The costs limit can only be applied to the information-retrieval process i.e. locating and extracting the requested information. In many cases it is easy for institutions to locate and retrieve the information; deciding what exemptions apply and redacting exempt information are often the more onerous and resource-consuming tasks, but cannot be taken into account in estimating whether the costs limit of £450 will be exceeded.

Cases on vexatious requests have established the principle that one-off requests may be refused as vexatious on the grounds of resources. They can also be rejected on the grounds of resources alone, without the need to show any other aggravating factors such as distress to staff or a malevolent or improper motive.

A recent case concerning a request by a professor of political science for Cabinet Office documents relating to the UK’s relationship with Libya provides a useful summary of the state of the law in relation to this particular issue (Cabinet Office v IC and Ashton [2018] UKUT 208 (AAC)).

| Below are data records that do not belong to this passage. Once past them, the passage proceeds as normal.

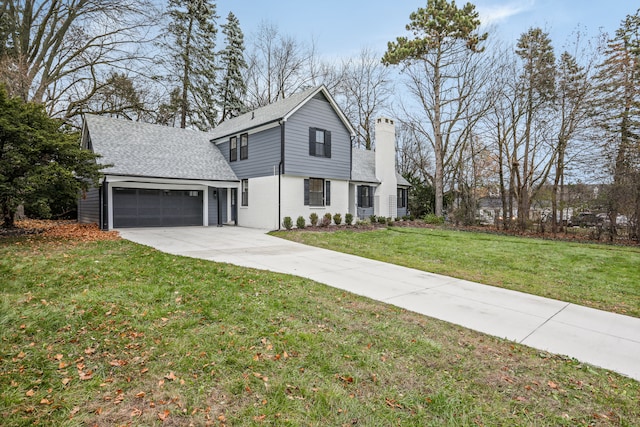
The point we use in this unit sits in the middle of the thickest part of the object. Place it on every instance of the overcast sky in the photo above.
(343, 27)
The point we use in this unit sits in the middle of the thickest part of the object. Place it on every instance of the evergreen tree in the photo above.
(191, 39)
(42, 166)
(232, 88)
(619, 114)
(443, 34)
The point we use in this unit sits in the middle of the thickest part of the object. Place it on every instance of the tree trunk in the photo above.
(185, 76)
(439, 175)
(8, 216)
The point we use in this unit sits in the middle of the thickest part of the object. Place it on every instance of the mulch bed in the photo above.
(59, 229)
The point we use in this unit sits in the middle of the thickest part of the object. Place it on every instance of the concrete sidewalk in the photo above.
(604, 339)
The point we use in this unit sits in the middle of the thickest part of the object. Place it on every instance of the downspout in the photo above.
(104, 206)
(280, 172)
(217, 194)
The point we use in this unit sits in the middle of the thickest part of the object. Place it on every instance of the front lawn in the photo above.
(595, 275)
(113, 333)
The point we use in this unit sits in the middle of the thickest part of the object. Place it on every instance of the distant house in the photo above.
(290, 158)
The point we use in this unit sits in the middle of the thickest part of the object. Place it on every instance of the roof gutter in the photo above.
(245, 129)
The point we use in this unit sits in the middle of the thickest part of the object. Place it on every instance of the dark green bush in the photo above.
(287, 222)
(326, 220)
(348, 219)
(313, 219)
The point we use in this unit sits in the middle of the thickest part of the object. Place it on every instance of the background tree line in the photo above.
(522, 123)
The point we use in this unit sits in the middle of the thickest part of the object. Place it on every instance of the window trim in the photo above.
(244, 190)
(233, 148)
(244, 146)
(402, 198)
(362, 197)
(319, 199)
(319, 149)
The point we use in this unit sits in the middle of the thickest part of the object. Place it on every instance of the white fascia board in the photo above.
(250, 131)
(333, 103)
(140, 180)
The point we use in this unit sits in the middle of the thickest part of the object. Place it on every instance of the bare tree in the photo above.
(365, 90)
(60, 53)
(277, 66)
(444, 34)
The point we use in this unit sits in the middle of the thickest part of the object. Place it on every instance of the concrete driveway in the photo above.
(604, 339)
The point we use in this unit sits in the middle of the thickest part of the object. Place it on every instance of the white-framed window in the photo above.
(233, 149)
(245, 192)
(317, 192)
(244, 146)
(319, 142)
(365, 196)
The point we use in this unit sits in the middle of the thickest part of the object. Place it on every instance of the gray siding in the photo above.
(317, 113)
(89, 207)
(365, 213)
(213, 205)
(264, 154)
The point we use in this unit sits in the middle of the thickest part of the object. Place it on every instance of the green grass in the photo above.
(114, 333)
(606, 277)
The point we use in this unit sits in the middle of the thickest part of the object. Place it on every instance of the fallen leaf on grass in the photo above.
(163, 415)
(85, 375)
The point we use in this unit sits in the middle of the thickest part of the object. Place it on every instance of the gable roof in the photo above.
(143, 149)
(278, 111)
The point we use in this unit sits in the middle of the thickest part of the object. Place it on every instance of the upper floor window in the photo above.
(245, 192)
(319, 142)
(244, 146)
(402, 197)
(233, 149)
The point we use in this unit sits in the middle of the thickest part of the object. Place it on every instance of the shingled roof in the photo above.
(147, 150)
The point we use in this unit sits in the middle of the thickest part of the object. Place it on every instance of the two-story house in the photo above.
(290, 158)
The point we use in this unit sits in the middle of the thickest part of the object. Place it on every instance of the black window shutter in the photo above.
(327, 195)
(370, 196)
(312, 141)
(327, 144)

The Cabinet Office refused as vexatious Prof Ashton’s request because it would amount to a significant burden to redact papers in files spanning a period of 12 years, totalling 1,053 pages. The refusal was upheld by the Information Commissioner’s Office (ICO). Prof Ashton appealed the ICO’s decision and was successful in the First Tier Tribunal (FTT). The Upper Tribunal (UT) upheld the FTT’s decision. It was acknowledged by all that the request was very burdensome and that there was a substantial public interest in the requested information.

The UT’s decision includes the following points which are worth noting:

• There is no doubt that vexatiousness can be invoked on the grounds of resources alone;

• The threshold for a finding of vexatiousness is a high one (for the ICO in relation to the burden on resources, the threshold is “grossly oppressive”);

• Where the request would pose a burden on resources, institutions must make a holistic assessment of all the relevant considerations before refusing the request as vexatious;

• Public interest will not as a matter of principle outweigh the burden to the institution; the strength of public interest is simply one, albeit important, material factor when considering all the circumstances of the request;

• Institutions cannot place an emphasis on the limited nature of their resources to justify a refusal to comply with a request; recognising any entitlement to do so would emasculate the right of access to information conferred by the FOIA.

The decision underscores the tension between openness, undoubtedly an important element in any democratic society, and the significant challenge to resources that maintaining openness represents. It provides a clear message that institutions need to invest in resources so that they can comply with the FOIA, but it also provides some comfort that where resources are put under an oppressive strain by a request, that request may be refused as vexatious.